Abstract 289: Regulation of Vitamin K-Dependent Epoxide Reductase by Protein Disulphide Isomerase
The vitamin K-dependent γ-carboxylation system is a multi-component system of proteins residing in the endoplasmic reticulum (ER). The system modifies proteins posttranslationally by converting certain glutamic acid residues into Gla, calcium binding residues. Calcium binding by Gla residues is essential for the proteins to carry out their normal physiological functions, including blood coagulation, and bone mineralization. The vitamin K-dependent gamma-carboxylation system consists of two essential components
the vitamin K-dependent gamma-carboxylase, an integral membrane protein of 92 kDa which requires reduced vitamin K (vitamin K1H2) as cofactor and
the warfarin sensitive enzyme vitamin K1 2,3-epoxide reductase (VKORC1), which produces the reduced cofactor.

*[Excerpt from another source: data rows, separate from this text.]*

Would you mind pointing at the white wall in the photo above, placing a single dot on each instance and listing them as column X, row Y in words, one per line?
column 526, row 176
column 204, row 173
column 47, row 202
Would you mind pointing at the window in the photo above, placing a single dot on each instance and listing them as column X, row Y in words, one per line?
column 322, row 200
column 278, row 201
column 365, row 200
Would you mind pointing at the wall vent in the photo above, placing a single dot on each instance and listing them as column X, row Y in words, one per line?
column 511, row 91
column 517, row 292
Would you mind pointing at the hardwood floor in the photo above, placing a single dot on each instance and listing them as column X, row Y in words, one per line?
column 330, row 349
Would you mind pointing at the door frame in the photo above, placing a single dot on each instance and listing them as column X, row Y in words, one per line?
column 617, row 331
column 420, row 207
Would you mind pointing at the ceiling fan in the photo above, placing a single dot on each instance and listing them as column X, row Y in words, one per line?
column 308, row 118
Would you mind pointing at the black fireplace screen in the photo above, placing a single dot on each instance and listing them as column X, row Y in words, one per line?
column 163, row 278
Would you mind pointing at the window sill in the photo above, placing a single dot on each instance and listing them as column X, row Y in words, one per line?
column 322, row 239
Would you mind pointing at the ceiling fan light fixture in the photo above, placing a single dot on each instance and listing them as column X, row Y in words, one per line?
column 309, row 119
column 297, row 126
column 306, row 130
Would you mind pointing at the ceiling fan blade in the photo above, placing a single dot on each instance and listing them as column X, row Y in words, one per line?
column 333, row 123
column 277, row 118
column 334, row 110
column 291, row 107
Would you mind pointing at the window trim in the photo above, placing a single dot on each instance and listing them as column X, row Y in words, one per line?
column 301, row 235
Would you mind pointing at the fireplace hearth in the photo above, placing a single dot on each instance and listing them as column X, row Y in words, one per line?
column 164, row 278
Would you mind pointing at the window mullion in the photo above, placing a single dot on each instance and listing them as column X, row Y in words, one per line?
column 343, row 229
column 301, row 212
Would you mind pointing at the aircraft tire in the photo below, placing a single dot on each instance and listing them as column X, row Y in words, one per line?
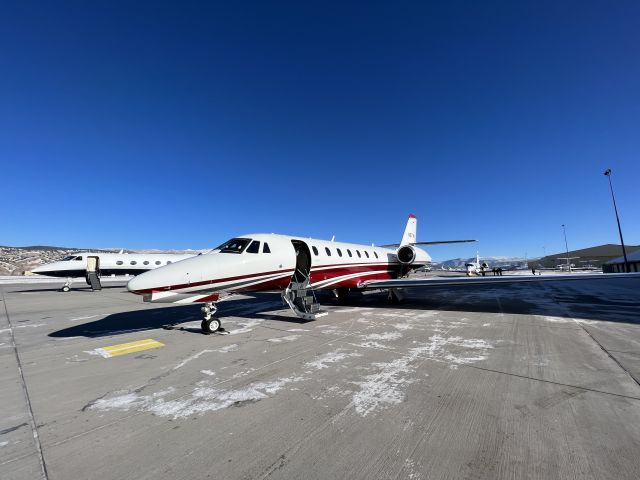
column 210, row 326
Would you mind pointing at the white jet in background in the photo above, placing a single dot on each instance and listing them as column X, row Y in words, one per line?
column 91, row 266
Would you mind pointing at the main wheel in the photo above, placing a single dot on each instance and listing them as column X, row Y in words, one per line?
column 342, row 294
column 210, row 326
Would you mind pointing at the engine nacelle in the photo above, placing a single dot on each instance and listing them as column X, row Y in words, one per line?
column 406, row 254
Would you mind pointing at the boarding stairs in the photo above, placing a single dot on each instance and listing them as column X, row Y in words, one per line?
column 94, row 281
column 302, row 300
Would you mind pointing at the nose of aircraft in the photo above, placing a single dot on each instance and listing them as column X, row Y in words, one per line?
column 44, row 269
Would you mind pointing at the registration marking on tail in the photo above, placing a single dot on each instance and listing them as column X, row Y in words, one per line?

VKORC1 is recently cloned, contains three predicted hydrophobic transmembrane domains and CXXC thioredoxin like motif. Previously by site directed mutagenesis we have shown that CXXC thioredoxin like motif in VKORC1 is the redox center of the enzyme. During gamma-carboxylation cycle VKORC1 must be reduced to provide electrons to convert epoxide form of vitamin K (KO) to reduced form of vitamin K (K1H2). To better understand how the VKORC1 enzyme is kept reduced during the gamma-carboxylation cycle, we have identified a protein associated with VKORC1 which provides electrons to keep VKORC1 in reduced state during the cycle. The associated protein is protein disulphide isomerase (PDI). Using co-immunoprecipitations and biochemical studies, we have demonstrated that PDI co-immunoprecipitates with VKORC1. Stably transfected HEK 293 cells with rat VKORC1 and rat microsomes incubated with reduced RNAase increases the VKOR activity, increased VKOR activity was inhibited by PDI antagonism with bacitracin and PDI siRNA. Our results suggest that PDI is the physiological reductant of VKORC1 which kept VKORC1 in reduced state during the gamma-carboxylation cycle.